When the oracle and noop are nearly identical per step — which is almost always —
TRACK's actions reduce energy at chance rate. The shuffled arms reduce energy more
often per floor-hit step, yet produce no candidate cells; TRACK produces candidate
cells but with noise-level per-step energy signal. The controller is winning on
survival through **multi-step trajectory steering**, not step-level energy
reduction against a locally undifferentiated oracle.

**Unexpected finding:** signal_delay non-candidate rows have floor-hit positive
rate 0.605 (above TRACK's 0.536) with non-floor score +0.358, while signal_delay
candidate rows flip to negative floor score (−0.197). The delay arm's mechanism
is different in cells where it succeeds vs fails: where it wins, the per-step
energy signal is anti-correlated with the floor steps. This asymmetry is a
candidate diagnostic for the multi-step horizon pass.

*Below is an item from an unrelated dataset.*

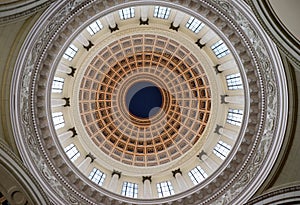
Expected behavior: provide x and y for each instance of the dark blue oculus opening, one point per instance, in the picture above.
(143, 99)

**Next step per branch:** denominator collapse is not the full explanation; the
Phase 15 one-step yardstick is detecting something at near-chance level. The
pre-registered follow-on is a **multi-step counterfactual** pass: measure
cumulative trajectory divergence over N steps (N ∈ {4, 8, 16, 32}) rather than a
single normalizer-collapsed step. The signal_delay candidate/non-candidate
asymmetry should be a primary stratification in the multi-step design.